Stora Enso prowadzi pionierskie prace w zakresie stworzenia techniki mierzenia „carbon handprint”, współpracując w tym obszarze z uczelniami, instytutami badawczymi oraz klientami. Obecnie – jak podkreśla firma – kalkulacje w tym zakresie są najbardziej precyzyjne w kontekście zmian klimatycznych i poziomu emisji dwutlenku węgla. Jednak – i to zdaniem Stora Enso czyni cały proces jeszcze bardziej interesującym – równie istotne są kwestie mierzenia poziomu zgodności produktu z GOZ i czynniki społeczne z nim związane.
Jedną ze stosowanych tu koncepcji jest tzw. LCA (lifecycle assessment) – ocena cyklu życia produktu. Jest ona też metodą stosowaną obecnie przy obliczaniu wskaźnika „carbon handprint”. Uwzględnia przy tym różne kategorie czynników w odniesieniu do różnych obszarów zrównoważonego rozwoju – brane są tu zatem pod uwagę np. zmiany klimatyczne, zużycie wody czy zasobów.
Stora Enso współpracuje z czołowymi uniwersytetami i instytucjami badawczymi, m.in. VTT (Centrum Badań Technologicznych), LUT (Politechniką Lappeenranta-Lahti) oraz MIT (Instytutem Technologicznym Massachusetts), w celu wynalezienia i stworzenia pilotażowego programu dla nowej metodologii, umożliwiającej pomiar „carbon handprint”. Jak podkreśla firma, proces ten wymaga pracy i zaangażowania ze strony różnych jego uczestników, jednak jego kontynuowanie jest niezwykle istotne. Stora Enso angażuje do niego swoich partnerów, zachęcając ich do włączania się w jej działania służące dalszej „eko-ewolucji” i tworzeniu rozwiązań dobrych dla całej planety.
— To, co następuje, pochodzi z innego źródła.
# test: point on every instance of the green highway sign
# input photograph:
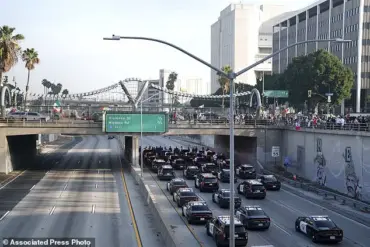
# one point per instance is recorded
(276, 93)
(130, 122)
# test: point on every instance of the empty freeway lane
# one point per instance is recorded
(82, 193)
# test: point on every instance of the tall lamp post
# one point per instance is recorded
(231, 76)
(141, 132)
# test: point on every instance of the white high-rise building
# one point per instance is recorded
(239, 38)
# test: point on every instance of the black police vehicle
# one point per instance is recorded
(196, 212)
(270, 182)
(184, 195)
(206, 182)
(191, 172)
(224, 176)
(166, 172)
(252, 189)
(224, 164)
(199, 161)
(246, 171)
(319, 228)
(178, 164)
(253, 217)
(218, 229)
(176, 184)
(222, 198)
(157, 163)
(209, 168)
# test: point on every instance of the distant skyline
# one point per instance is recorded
(68, 36)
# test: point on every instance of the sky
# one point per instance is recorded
(68, 36)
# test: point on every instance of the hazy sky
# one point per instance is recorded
(68, 37)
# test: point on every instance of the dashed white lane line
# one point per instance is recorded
(12, 179)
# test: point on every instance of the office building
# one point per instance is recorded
(239, 38)
(330, 19)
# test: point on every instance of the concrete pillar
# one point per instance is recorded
(6, 165)
(135, 151)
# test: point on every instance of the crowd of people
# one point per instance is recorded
(340, 122)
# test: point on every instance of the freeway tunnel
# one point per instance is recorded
(17, 152)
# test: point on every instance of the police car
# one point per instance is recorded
(222, 198)
(319, 228)
(246, 171)
(184, 195)
(252, 189)
(218, 229)
(196, 211)
(176, 184)
(253, 217)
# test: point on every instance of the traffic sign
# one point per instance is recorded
(116, 122)
(275, 151)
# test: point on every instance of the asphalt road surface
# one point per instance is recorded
(81, 193)
(283, 208)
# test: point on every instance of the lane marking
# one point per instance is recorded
(3, 217)
(136, 230)
(324, 208)
(12, 179)
(52, 210)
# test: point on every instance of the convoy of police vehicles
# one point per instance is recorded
(206, 169)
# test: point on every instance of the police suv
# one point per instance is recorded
(218, 229)
(253, 217)
(319, 228)
(196, 212)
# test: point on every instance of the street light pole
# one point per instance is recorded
(231, 76)
(141, 133)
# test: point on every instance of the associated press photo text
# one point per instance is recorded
(49, 242)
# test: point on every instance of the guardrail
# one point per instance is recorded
(360, 205)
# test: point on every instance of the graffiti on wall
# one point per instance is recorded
(320, 163)
(352, 181)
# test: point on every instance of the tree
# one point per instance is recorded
(65, 93)
(224, 82)
(31, 58)
(170, 84)
(321, 72)
(9, 48)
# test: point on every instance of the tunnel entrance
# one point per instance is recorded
(22, 151)
(245, 148)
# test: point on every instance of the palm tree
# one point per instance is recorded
(9, 49)
(224, 82)
(170, 84)
(30, 57)
(65, 93)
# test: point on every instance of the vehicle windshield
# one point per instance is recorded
(187, 193)
(226, 194)
(258, 187)
(270, 179)
(179, 183)
(238, 229)
(256, 213)
(210, 180)
(200, 208)
(325, 223)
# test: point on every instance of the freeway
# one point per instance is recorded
(82, 193)
(283, 207)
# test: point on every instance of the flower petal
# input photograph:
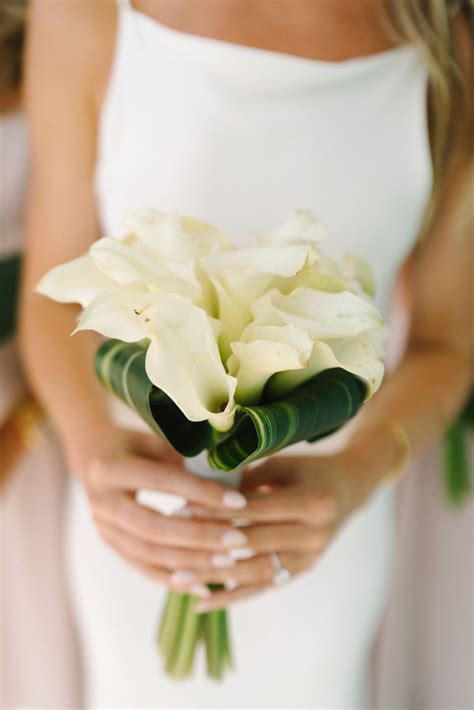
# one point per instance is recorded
(184, 361)
(321, 314)
(263, 351)
(116, 315)
(355, 268)
(357, 355)
(77, 281)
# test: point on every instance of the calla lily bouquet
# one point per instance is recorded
(237, 352)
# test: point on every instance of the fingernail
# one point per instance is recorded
(233, 537)
(242, 554)
(222, 560)
(234, 499)
(184, 512)
(183, 577)
(240, 522)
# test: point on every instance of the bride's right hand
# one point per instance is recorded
(124, 462)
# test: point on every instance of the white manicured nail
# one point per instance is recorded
(183, 577)
(184, 513)
(240, 522)
(242, 554)
(232, 538)
(234, 500)
(222, 560)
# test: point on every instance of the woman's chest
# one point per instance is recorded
(243, 148)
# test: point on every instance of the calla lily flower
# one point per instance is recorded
(357, 355)
(321, 314)
(262, 351)
(77, 281)
(220, 324)
(182, 357)
(241, 276)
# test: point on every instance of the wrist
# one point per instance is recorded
(84, 445)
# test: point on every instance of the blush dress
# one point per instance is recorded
(241, 137)
(39, 659)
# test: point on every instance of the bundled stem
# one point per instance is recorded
(181, 630)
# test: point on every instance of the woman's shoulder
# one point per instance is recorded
(69, 49)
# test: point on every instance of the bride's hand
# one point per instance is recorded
(295, 506)
(118, 464)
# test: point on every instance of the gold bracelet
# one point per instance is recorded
(402, 441)
(27, 420)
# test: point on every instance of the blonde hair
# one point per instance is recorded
(428, 24)
(12, 28)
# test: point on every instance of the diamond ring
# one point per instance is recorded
(280, 574)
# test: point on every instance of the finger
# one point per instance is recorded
(297, 503)
(255, 571)
(286, 537)
(223, 599)
(168, 558)
(123, 512)
(134, 473)
(159, 575)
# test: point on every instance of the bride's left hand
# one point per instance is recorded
(296, 504)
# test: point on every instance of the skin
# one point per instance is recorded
(294, 505)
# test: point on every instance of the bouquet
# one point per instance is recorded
(234, 353)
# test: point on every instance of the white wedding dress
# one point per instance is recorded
(241, 137)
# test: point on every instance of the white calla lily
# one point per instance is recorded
(263, 351)
(116, 315)
(184, 361)
(321, 314)
(182, 358)
(242, 275)
(76, 281)
(357, 355)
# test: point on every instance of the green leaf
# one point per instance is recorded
(314, 409)
(121, 369)
(9, 282)
(457, 468)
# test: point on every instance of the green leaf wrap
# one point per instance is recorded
(121, 369)
(9, 282)
(314, 409)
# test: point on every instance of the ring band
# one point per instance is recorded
(280, 574)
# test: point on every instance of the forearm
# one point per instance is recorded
(60, 368)
(423, 395)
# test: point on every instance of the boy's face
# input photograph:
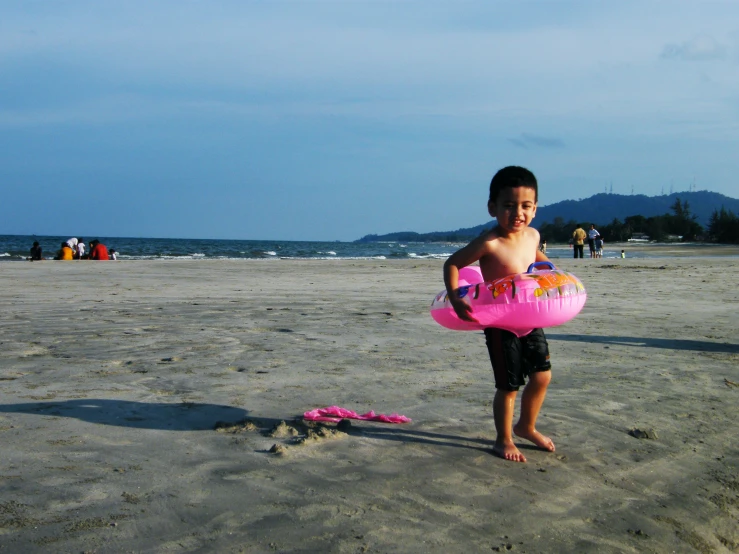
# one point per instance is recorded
(514, 209)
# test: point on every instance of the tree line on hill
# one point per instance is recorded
(680, 224)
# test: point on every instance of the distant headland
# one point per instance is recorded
(600, 209)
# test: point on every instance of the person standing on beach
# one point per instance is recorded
(578, 238)
(592, 235)
(599, 246)
(65, 253)
(509, 248)
(99, 251)
(36, 252)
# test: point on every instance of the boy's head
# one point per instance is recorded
(511, 177)
(513, 197)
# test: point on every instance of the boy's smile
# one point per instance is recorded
(514, 208)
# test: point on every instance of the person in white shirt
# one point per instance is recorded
(592, 233)
(80, 249)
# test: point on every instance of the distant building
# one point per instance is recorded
(639, 237)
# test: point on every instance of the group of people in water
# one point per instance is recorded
(579, 236)
(75, 249)
(594, 238)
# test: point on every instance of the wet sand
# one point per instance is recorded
(141, 407)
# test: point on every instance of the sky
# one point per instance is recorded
(324, 120)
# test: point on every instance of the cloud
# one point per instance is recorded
(698, 49)
(526, 140)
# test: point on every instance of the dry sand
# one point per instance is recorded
(114, 377)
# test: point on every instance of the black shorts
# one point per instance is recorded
(515, 358)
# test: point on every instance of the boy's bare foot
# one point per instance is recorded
(536, 437)
(508, 451)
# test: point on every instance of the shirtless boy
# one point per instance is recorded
(509, 248)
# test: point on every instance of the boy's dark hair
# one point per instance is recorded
(511, 177)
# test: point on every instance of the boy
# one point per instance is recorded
(509, 248)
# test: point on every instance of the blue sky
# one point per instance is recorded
(331, 120)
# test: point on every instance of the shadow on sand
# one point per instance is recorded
(186, 416)
(206, 417)
(670, 344)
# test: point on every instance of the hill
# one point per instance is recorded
(599, 209)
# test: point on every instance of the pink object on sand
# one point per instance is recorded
(336, 414)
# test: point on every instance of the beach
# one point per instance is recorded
(155, 406)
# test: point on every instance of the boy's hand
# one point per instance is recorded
(461, 308)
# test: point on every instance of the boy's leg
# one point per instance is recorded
(503, 406)
(531, 402)
(505, 354)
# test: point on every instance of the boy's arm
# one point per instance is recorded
(541, 257)
(462, 258)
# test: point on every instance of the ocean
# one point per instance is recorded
(16, 248)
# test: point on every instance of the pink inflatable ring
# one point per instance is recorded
(517, 303)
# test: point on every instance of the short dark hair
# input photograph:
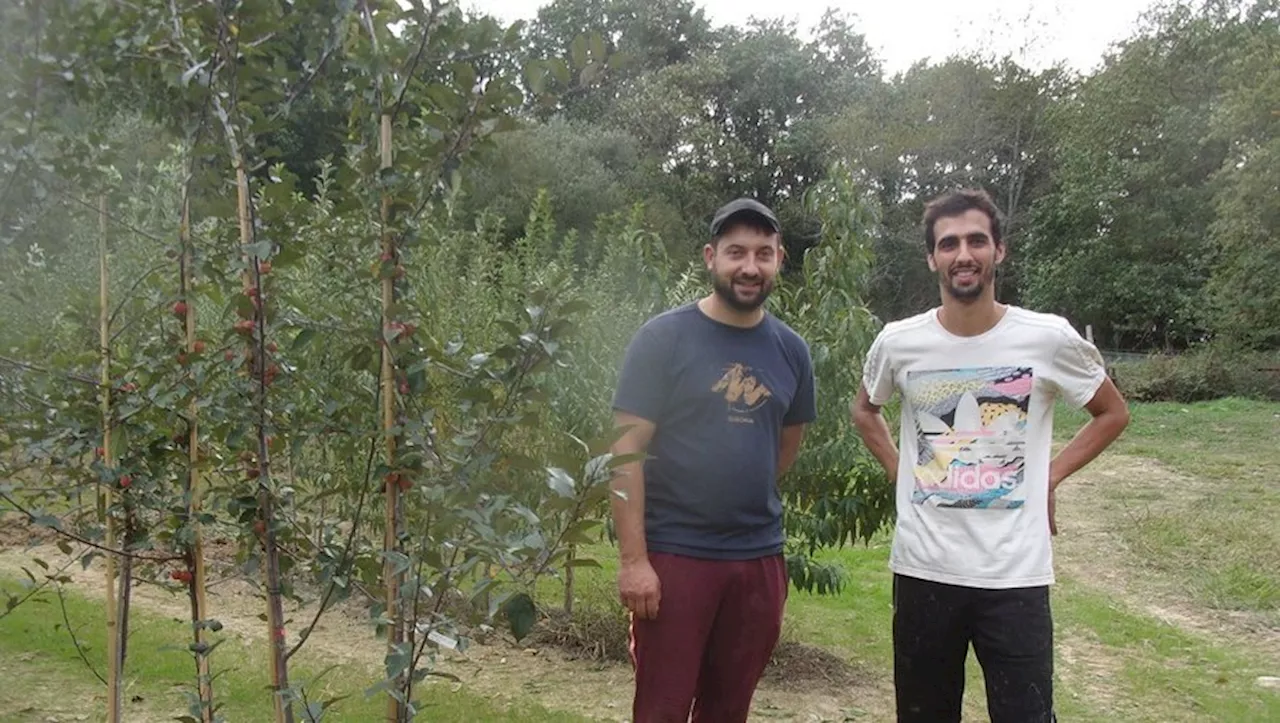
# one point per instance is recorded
(958, 202)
Firma dodaje, że w przyszłości niezwykle istotnym będzie zapewnienie dalszego rozwoju ww. metodologii, umożliwiającej właściwą ocenę „carbon handprint” – dzięki temu da się bowiem lepiej zrozumieć zarówno pozytywny jak i negatywny wpływ poszczególnych działań w łańcuchu dostaw. Jest to zarazem kluczowy trend w całej polityce zrównoważonego rozwoju – postrzegania wszystkiego w sposób bardziej usystematyzowany i holistyczny, uwzględniający kompletny łańcuch wartości. Zdaniem Stora Enso, bardziej owocna współpraca umożliwi dostarczanie lepszych produktów i procesów, służących całej ludzkości.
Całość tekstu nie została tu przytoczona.